Bengaluru (Reuters) – The Indian rupee inched lower on Monday, tracking the decline on Asian peers, while traders eyed clues on the Federal Reserve rate hike path this year from its chief’s congressional testimony this week.
The rupee was trading at 81.99 per dollar by 10:24 a.m. IST after closing at 81.93 in the previous session. It rose to 81.8575 on Friday, its highest since May 12 on Friday, and saw its best week in over three months.
U.S. markets are closed on Monday in observance of Juneteenth.
Asian currencies were trading between 0.2%-0.9% lower on Monday. The dollar index was little changed against major peers after falling 1.2% the previous week, the most in five months.
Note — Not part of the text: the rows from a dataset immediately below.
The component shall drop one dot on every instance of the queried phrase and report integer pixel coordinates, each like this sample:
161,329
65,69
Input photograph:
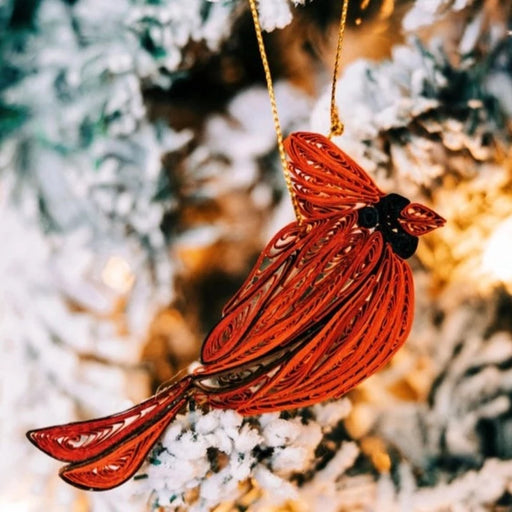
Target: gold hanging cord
336,124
As Asian currencies are weak, there is not much reason for the USD/INR pair to fall sharply, said Anil Kumar Bhansali, head of treasury and executive director at Finrex Treasury Advisors LLP.
After several central bank rate decisions last week, investors will watch out for comments from a host of Federal Reserve speakers this week, including Chair Jerome Powell’s congressional testimonies on Wednesday and Thursday.
Last week, the Fed kept rates unchanged but signalled two more rate hikes in 2023.
Investors are currently pricing in a 69% probability of a quarter-basis-point hike in July.
However, bets of further rate hikes have ebbed slightly after mixed U.S. data last week.
Weaker activity and employment, together with a more pronounced moderation in core inflation, will ultimately persuade the Fed that it does not need a final hike in September, Capital Economics said in a note.
Still some Fed officials struck a hawkish tone on Friday.